Getting reliable answers to these questions may not be easy. On their website, Uber’s Help Center has no “Contact Us” button, no phone number to call, and nowhere could I find solid answers to many of my burning questions.
The lure of easy money, flexible work hours, and the convenience of this type of ride-sharing has created an outright explosion of these types of services. From a quick review of some of the blog posts on this subject, it appears many of the folks giving or receiving these “rides” have not gotten solid answers to many of these questions, either… not by a long shot.
Both legislators and insurance organizations are now struggling to catch up to these quickly evolving types of services in what is now being called the new “sharing economy.” Another major concern is that personal auto policies are almost like snowflakes; no two companies have exactly the same policy language. This puts the rider and the driver in a very difficult position when trying to determine what their exposure really is.

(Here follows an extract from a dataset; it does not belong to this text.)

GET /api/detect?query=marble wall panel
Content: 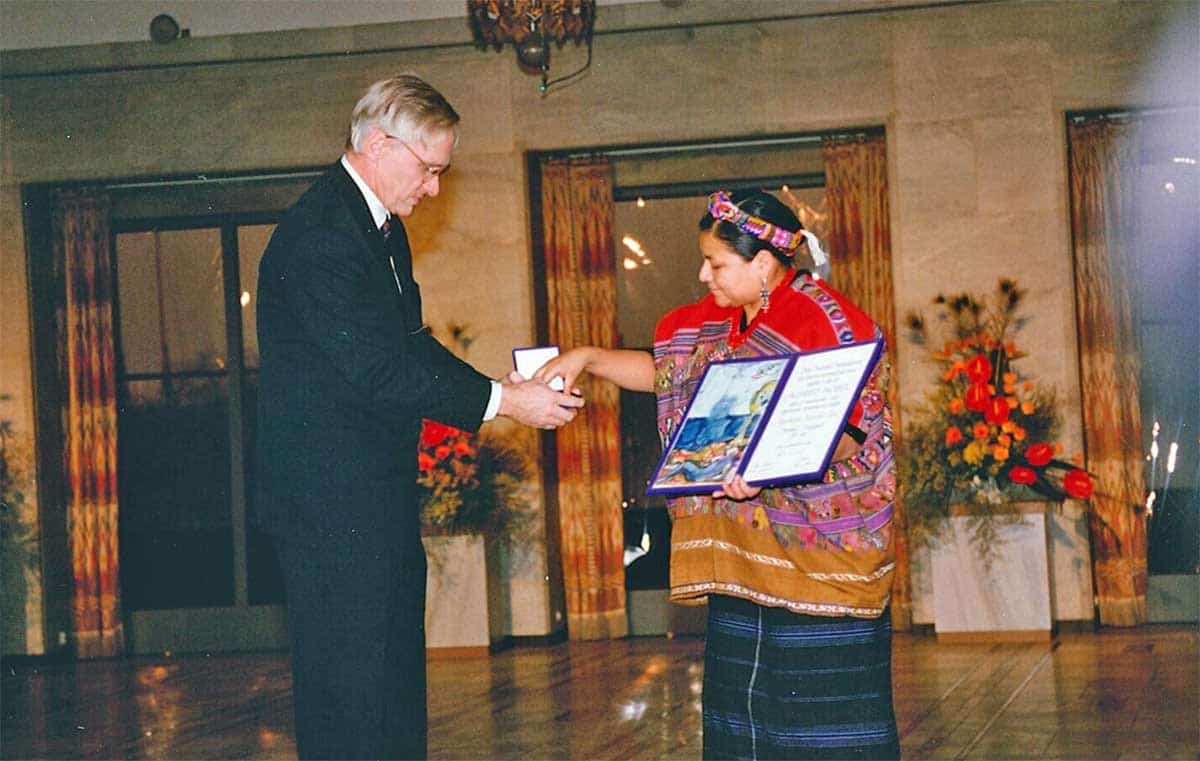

The one fairly consistent message is that virtually all personal auto policies have an exclusion for liability, uninsured/ underinsured motorists, as well as for damage to your car when you are using it as a public or livery conveyance. Basically, if you choose to be a share-aride driver, once you turn on the app, the exclusion kicks in and you most likely have no coverage.
Uber’s website shows that they provide a limited level of coverage if you are driving with the app open and active but are searching for a passenger. The limits increase once you actually accept a trip. But you’ll want to review these coverage limits carefully and talk this over with your insurance agent before taking the plunge.
Several court cases for different scenarios of injury and damage are pending right now all across the country. You probably don’t want to be involved in one of those, so before you enter the ride-share business, be sure to ask the right questions and get comfortable with the answers to avoid what may be an unpleasant surprise.